Dos semanas sin prender mi lap y ya no recuerdo cómo se distribuye el teclado. Me siento entumecida de los dedos y el pensamiento, se ha empobrecido tanto mi condición de escritora que apenas (con y sin espacio) llegué a este párrafo.
La fluidez del lenguaje se atrofia con el sedentarismo. Hay que ejercitar la lengua todos los días, si no, ya no alcanza los lugares a los que acostumbraba llegar y cae en el vicio de materializarse siempre con la misma fórmula.
La lengua también se atrofia por el exceso, por la repetición de movimientos que de tanto andar sobre si mismos se mecanizan. Senderos que se convierten en zanjas y ya no nos permiten nombrar lo que hay más allá de sus límites. Los textos llegan a su fin a punta de martillazos; cuando en otro tiempo, antes del trabajo en serie, su único fin era deslizarse sobre sí mismos.

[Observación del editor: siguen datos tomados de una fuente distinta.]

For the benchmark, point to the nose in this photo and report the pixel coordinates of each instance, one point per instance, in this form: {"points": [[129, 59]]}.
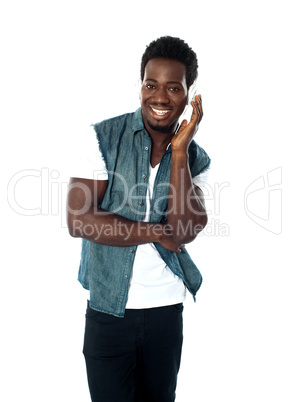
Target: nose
{"points": [[161, 96]]}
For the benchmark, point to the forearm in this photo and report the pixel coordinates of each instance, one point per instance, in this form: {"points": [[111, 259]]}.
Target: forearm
{"points": [[186, 210], [106, 228]]}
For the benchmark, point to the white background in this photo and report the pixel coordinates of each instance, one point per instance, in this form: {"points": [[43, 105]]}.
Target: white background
{"points": [[68, 64]]}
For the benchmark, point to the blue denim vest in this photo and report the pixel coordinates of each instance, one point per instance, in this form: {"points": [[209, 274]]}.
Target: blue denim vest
{"points": [[106, 270]]}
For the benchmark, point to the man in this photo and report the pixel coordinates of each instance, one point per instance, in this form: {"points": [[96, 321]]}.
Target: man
{"points": [[135, 221]]}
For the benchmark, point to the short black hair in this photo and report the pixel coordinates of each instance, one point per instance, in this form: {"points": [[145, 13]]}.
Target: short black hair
{"points": [[168, 47]]}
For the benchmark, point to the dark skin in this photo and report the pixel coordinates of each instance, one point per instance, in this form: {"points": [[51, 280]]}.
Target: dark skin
{"points": [[163, 98]]}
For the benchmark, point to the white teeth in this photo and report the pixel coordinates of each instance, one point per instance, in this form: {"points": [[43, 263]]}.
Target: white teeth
{"points": [[159, 112]]}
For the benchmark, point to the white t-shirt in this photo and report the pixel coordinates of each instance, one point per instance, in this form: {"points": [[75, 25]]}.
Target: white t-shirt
{"points": [[152, 283]]}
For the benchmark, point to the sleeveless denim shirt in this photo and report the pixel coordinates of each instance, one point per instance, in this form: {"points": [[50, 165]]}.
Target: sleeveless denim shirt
{"points": [[106, 270]]}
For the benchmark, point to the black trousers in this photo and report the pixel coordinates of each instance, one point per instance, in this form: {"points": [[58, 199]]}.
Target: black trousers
{"points": [[135, 358]]}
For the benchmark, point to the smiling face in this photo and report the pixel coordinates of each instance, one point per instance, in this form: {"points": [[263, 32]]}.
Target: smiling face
{"points": [[163, 95]]}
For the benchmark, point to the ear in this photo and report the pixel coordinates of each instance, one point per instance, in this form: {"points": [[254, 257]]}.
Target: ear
{"points": [[139, 84]]}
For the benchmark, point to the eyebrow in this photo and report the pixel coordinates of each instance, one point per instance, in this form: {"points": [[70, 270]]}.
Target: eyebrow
{"points": [[168, 82]]}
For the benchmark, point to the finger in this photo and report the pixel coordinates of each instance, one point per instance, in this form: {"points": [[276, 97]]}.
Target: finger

Pero en ese entonces los problemas eran otros, por ejemplo, la falta de inspiración o sus excesos. La urgencia sobre la técnica, la ingenuidad sobre la experiencia, la arrogancia sobre la disciplina. El miedo a los gajes del oficio, aunque eso implicara carecer de oficio alguno.
Con un pie en el deseo y otro en la obligación, la solución más lógica parece seguir andando. Aprender a llevar ambos ritmos a la forma de la danza, donde ya no se nota -ni importa- de qué lado surgió cada paso. Escribir, de lo que sea; escribir sólo para decirse a uno mismo que eso es lo que sigue haciendo.